For the second time in two years, an event known as a “superbloom” is occurring.

A superbloom usually happens every 10 years or so, but heavy rains have created the ideal climate for Mother Nature’s spectacular display of flowers in the desert.

The appearance of desert lilies in December heralded the possibility that Mother Nature was about to stage a show, and she did not disappoint.

The pageantry can best be seen in California’s 640,000 acre Anza-Borrego Desert State Park, northeast of San Diego, where visitors can wander among the fanfare of hot pink Bigelow’s Monkey Flower, purple Sand Verbena, and white and yellow Evening Primrose. The desert lilies continue to thrive. Orange poppies that have sprouted along Southern California highways are also expected to bloom soon in the desert.
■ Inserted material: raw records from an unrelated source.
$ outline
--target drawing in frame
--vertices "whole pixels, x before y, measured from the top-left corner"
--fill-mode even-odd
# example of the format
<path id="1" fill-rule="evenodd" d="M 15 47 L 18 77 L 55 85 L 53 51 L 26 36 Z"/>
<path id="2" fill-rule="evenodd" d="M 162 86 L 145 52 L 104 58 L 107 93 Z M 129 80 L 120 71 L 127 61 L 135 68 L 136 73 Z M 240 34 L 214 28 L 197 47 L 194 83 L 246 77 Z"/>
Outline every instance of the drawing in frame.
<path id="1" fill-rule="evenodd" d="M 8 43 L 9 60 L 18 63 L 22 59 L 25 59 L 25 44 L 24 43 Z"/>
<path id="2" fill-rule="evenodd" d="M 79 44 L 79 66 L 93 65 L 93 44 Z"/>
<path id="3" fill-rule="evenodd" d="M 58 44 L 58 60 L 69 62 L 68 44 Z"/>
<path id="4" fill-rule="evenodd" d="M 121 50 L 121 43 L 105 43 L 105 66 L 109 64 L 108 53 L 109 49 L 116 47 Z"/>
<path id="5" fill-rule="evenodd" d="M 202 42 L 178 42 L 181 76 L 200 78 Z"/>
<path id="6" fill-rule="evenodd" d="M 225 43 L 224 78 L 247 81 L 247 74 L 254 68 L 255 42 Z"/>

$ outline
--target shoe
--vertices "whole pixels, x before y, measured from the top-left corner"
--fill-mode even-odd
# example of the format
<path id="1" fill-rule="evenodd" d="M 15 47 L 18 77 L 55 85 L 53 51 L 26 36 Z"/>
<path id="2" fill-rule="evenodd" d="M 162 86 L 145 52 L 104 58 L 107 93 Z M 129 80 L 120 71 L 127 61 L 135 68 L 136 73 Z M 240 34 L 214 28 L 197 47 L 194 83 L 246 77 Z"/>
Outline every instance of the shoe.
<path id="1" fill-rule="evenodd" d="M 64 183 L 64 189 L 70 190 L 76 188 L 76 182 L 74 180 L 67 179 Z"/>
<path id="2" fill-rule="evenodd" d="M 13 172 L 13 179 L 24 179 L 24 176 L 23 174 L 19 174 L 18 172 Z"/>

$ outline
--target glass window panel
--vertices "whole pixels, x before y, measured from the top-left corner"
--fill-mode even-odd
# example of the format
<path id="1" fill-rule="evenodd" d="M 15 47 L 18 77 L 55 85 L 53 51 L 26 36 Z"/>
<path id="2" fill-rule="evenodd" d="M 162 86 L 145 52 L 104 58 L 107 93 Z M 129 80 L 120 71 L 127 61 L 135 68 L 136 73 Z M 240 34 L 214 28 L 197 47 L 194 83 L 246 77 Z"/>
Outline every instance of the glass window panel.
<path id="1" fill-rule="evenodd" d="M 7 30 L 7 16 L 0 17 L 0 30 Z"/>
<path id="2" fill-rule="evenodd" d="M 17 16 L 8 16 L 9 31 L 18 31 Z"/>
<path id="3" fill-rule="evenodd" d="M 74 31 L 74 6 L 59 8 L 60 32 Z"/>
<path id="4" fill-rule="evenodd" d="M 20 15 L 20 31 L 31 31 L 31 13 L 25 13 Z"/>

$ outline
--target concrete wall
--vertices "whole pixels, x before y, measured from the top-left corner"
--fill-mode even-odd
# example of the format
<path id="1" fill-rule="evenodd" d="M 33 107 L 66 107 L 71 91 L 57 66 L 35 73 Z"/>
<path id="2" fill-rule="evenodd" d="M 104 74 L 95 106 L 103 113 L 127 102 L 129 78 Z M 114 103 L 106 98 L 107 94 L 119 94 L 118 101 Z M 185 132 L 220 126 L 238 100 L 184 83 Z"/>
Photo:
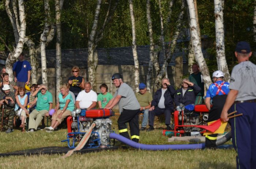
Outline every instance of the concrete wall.
<path id="1" fill-rule="evenodd" d="M 181 63 L 182 59 L 176 59 L 176 61 Z M 183 75 L 187 73 L 188 66 L 187 64 L 182 64 L 182 66 L 169 66 L 167 68 L 168 77 L 170 78 L 172 85 L 176 88 L 180 87 L 181 79 L 184 78 Z M 176 65 L 177 65 L 176 64 Z M 109 92 L 113 95 L 116 88 L 112 84 L 111 80 L 112 75 L 115 73 L 120 73 L 123 76 L 124 81 L 130 85 L 135 91 L 134 88 L 134 78 L 133 76 L 133 67 L 132 65 L 98 65 L 97 69 L 96 82 L 97 91 L 97 93 L 100 93 L 99 86 L 102 83 L 105 83 L 109 87 Z M 147 66 L 140 66 L 140 82 L 146 82 L 146 77 L 147 71 Z M 181 70 L 183 71 L 181 72 Z M 79 75 L 83 77 L 86 80 L 87 79 L 86 72 L 87 70 L 80 70 Z M 67 82 L 68 78 L 72 76 L 70 69 L 62 69 L 62 80 L 63 83 Z M 177 75 L 176 76 L 176 74 Z M 48 90 L 53 95 L 53 100 L 55 100 L 55 87 L 56 83 L 56 74 L 55 68 L 47 69 L 47 76 L 48 82 Z M 38 69 L 37 74 L 38 82 L 42 83 L 41 77 L 41 69 Z"/>

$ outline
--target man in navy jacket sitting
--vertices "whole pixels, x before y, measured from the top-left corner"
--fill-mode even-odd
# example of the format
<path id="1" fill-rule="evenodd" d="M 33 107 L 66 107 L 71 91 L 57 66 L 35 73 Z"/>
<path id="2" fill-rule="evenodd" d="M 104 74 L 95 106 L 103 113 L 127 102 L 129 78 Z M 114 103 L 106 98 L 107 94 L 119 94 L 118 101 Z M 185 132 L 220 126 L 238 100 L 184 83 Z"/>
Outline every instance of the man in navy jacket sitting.
<path id="1" fill-rule="evenodd" d="M 178 106 L 180 104 L 184 105 L 195 104 L 196 96 L 201 91 L 199 86 L 191 82 L 187 78 L 182 80 L 182 87 L 178 89 L 174 97 L 175 105 Z"/>
<path id="2" fill-rule="evenodd" d="M 157 91 L 151 102 L 151 107 L 149 109 L 148 114 L 149 128 L 147 130 L 147 131 L 154 130 L 155 116 L 163 114 L 165 114 L 167 130 L 173 129 L 170 124 L 171 114 L 174 108 L 173 98 L 175 89 L 170 85 L 169 79 L 167 78 L 163 78 L 162 80 L 162 88 Z"/>

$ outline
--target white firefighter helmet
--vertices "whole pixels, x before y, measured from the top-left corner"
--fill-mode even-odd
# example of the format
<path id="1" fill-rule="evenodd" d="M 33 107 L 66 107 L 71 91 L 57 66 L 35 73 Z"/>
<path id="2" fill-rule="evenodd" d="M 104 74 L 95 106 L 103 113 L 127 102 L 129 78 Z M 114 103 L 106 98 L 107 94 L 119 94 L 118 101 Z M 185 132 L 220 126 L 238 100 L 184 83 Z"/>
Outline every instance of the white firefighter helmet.
<path id="1" fill-rule="evenodd" d="M 217 78 L 218 77 L 224 77 L 224 73 L 221 70 L 216 71 L 212 73 L 212 77 L 213 78 L 213 77 L 215 77 Z"/>

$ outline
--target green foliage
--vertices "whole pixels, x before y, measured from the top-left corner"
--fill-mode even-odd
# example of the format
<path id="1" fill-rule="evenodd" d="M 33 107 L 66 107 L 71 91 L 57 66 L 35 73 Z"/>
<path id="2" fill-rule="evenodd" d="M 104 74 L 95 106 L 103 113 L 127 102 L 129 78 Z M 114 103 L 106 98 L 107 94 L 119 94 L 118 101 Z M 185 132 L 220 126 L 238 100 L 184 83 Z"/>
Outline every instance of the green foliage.
<path id="1" fill-rule="evenodd" d="M 254 1 L 253 0 L 225 1 L 223 12 L 225 55 L 230 73 L 237 64 L 234 52 L 238 42 L 247 41 L 250 43 L 252 51 L 256 49 L 252 31 Z M 210 58 L 206 61 L 211 74 L 218 69 L 214 4 L 211 0 L 198 0 L 197 3 L 201 34 L 207 36 L 209 42 L 207 50 Z M 254 57 L 251 57 L 250 60 L 256 63 L 256 58 Z"/>

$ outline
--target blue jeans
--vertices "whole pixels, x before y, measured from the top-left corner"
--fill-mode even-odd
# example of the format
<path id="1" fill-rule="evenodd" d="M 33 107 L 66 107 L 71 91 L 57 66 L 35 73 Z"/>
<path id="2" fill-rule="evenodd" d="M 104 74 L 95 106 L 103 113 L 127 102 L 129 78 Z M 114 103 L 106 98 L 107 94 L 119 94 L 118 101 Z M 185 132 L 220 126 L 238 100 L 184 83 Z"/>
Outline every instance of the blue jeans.
<path id="1" fill-rule="evenodd" d="M 140 111 L 140 113 L 143 113 L 143 119 L 141 124 L 141 126 L 145 127 L 147 126 L 148 121 L 148 111 L 149 109 L 146 109 L 142 111 Z"/>

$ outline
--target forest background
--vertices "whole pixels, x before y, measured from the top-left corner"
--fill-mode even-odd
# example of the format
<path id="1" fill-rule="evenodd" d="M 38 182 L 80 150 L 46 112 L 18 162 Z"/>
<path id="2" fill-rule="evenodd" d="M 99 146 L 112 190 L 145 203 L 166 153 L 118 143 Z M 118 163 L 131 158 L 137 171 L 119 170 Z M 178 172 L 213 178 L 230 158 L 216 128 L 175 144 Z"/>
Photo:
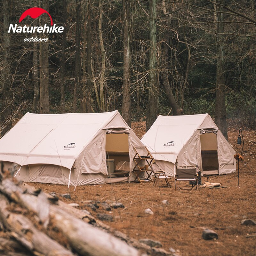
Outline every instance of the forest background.
<path id="1" fill-rule="evenodd" d="M 118 110 L 127 123 L 209 113 L 256 126 L 256 1 L 1 0 L 1 136 L 17 117 Z M 8 33 L 50 25 L 62 33 Z M 24 42 L 32 36 L 47 42 Z M 242 126 L 242 124 L 241 124 Z M 240 127 L 238 127 L 239 128 Z"/>

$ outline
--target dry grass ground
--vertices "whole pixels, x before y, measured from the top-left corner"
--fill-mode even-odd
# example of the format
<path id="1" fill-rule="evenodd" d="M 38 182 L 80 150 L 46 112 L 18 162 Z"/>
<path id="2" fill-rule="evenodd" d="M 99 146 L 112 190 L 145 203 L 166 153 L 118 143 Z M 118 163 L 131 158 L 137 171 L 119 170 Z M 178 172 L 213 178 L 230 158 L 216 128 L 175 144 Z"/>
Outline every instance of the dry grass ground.
<path id="1" fill-rule="evenodd" d="M 144 124 L 139 128 L 139 137 L 144 132 Z M 135 131 L 137 131 L 135 129 Z M 229 131 L 229 141 L 239 152 L 241 147 L 236 145 L 238 131 Z M 239 186 L 237 172 L 209 177 L 212 182 L 219 182 L 226 188 L 210 189 L 200 188 L 198 191 L 176 191 L 174 180 L 171 187 L 160 180 L 158 186 L 151 182 L 142 184 L 119 183 L 112 184 L 81 186 L 69 189 L 67 186 L 32 183 L 48 193 L 69 193 L 72 199 L 62 200 L 75 202 L 79 208 L 89 211 L 96 216 L 99 212 L 112 214 L 114 221 L 107 224 L 111 227 L 137 239 L 148 238 L 157 240 L 168 250 L 179 249 L 185 255 L 255 255 L 256 237 L 246 238 L 247 234 L 256 234 L 256 226 L 241 225 L 243 216 L 256 220 L 256 132 L 244 131 L 244 147 L 246 165 L 240 164 Z M 207 177 L 202 177 L 202 181 Z M 92 211 L 85 205 L 87 200 L 122 203 L 124 208 L 113 209 L 110 213 L 100 208 Z M 168 200 L 169 204 L 162 201 Z M 153 215 L 144 210 L 150 208 Z M 201 238 L 203 227 L 215 229 L 216 240 L 205 241 Z"/>

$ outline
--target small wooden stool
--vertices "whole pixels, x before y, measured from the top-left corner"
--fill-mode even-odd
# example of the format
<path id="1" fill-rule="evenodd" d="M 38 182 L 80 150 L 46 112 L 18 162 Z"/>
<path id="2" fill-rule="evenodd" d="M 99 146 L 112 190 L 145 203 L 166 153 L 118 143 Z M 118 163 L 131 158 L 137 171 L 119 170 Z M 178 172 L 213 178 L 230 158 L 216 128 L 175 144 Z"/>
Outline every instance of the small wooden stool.
<path id="1" fill-rule="evenodd" d="M 155 171 L 155 174 L 156 176 L 155 177 L 155 180 L 154 180 L 154 183 L 153 184 L 153 186 L 155 186 L 155 182 L 156 182 L 156 184 L 157 184 L 157 182 L 158 181 L 159 179 L 164 179 L 164 180 L 165 180 L 165 182 L 166 182 L 166 184 L 167 184 L 167 186 L 169 187 L 169 188 L 171 188 L 169 182 L 168 181 L 168 179 L 169 177 L 165 174 L 165 172 L 164 171 L 163 171 L 162 170 Z"/>

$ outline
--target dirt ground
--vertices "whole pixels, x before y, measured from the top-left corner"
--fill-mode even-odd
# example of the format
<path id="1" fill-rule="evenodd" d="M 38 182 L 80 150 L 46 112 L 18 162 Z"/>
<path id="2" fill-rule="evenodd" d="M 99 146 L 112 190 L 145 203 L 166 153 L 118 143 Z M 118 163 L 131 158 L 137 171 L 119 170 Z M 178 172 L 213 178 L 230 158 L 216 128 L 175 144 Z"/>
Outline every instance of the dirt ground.
<path id="1" fill-rule="evenodd" d="M 132 127 L 140 138 L 145 132 L 144 122 L 134 123 Z M 230 128 L 229 139 L 241 153 L 242 147 L 236 144 L 238 132 L 238 129 Z M 237 172 L 209 176 L 211 182 L 220 183 L 225 188 L 200 188 L 192 191 L 176 191 L 173 178 L 171 188 L 164 180 L 156 187 L 152 182 L 127 182 L 81 186 L 75 191 L 66 186 L 31 185 L 47 193 L 69 193 L 71 200 L 62 200 L 78 203 L 79 209 L 89 211 L 95 217 L 99 213 L 111 214 L 114 220 L 105 222 L 109 226 L 136 239 L 159 241 L 164 249 L 168 251 L 171 247 L 179 250 L 183 256 L 255 255 L 256 237 L 246 236 L 256 234 L 256 226 L 242 225 L 241 221 L 244 218 L 256 220 L 256 132 L 245 128 L 243 135 L 245 161 L 240 164 L 239 187 Z M 207 178 L 202 177 L 202 183 Z M 169 205 L 163 205 L 164 199 Z M 108 202 L 116 200 L 125 208 L 107 212 L 98 203 L 99 208 L 94 211 L 86 206 L 88 200 Z M 147 208 L 153 215 L 144 213 Z M 204 227 L 215 230 L 218 239 L 203 240 Z"/>

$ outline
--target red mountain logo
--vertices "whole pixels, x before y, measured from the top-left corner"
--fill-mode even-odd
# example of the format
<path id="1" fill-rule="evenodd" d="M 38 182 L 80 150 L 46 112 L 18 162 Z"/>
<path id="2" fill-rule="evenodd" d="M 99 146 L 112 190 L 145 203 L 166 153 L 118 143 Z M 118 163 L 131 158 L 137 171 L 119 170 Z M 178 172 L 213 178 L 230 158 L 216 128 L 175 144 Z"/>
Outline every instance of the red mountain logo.
<path id="1" fill-rule="evenodd" d="M 33 7 L 25 11 L 21 14 L 19 22 L 20 23 L 28 16 L 30 16 L 32 19 L 36 19 L 43 13 L 47 13 L 49 15 L 51 19 L 51 25 L 52 26 L 53 24 L 52 19 L 49 13 L 44 9 L 39 7 Z"/>

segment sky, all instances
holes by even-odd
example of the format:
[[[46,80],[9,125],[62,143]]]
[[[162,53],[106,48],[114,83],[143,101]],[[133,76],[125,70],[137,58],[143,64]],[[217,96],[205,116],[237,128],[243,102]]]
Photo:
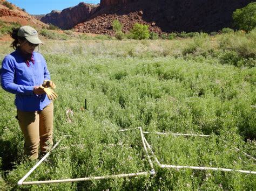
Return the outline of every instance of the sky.
[[[80,2],[99,3],[100,0],[7,0],[21,9],[25,9],[30,15],[42,15],[53,10],[62,11],[74,6]]]

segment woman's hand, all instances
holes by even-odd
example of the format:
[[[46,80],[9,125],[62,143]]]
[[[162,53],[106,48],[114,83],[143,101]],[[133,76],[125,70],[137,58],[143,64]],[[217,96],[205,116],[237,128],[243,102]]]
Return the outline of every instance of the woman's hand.
[[[45,93],[44,89],[40,88],[40,86],[35,86],[33,91],[36,95],[42,95]]]

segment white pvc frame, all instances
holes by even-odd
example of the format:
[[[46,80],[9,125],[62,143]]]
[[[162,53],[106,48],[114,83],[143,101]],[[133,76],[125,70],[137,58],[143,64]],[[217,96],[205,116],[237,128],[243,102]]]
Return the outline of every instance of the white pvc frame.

“There’s just an abundance in where it’s blooming and it’s coming in waves,” Betsy Knaak, executive director of the Anza-Borrego Desert Natural HistoryAssociation, told the Associated Press.

Mike McElhatton, the educational program director of the Anza-Borrego Desert Natural History Association, told AccuWeather “in the past, we have seen only small concentrations in select valleys.” He added, “This year, it already appears that a vast majority of the 50-mile park will be in bloom.”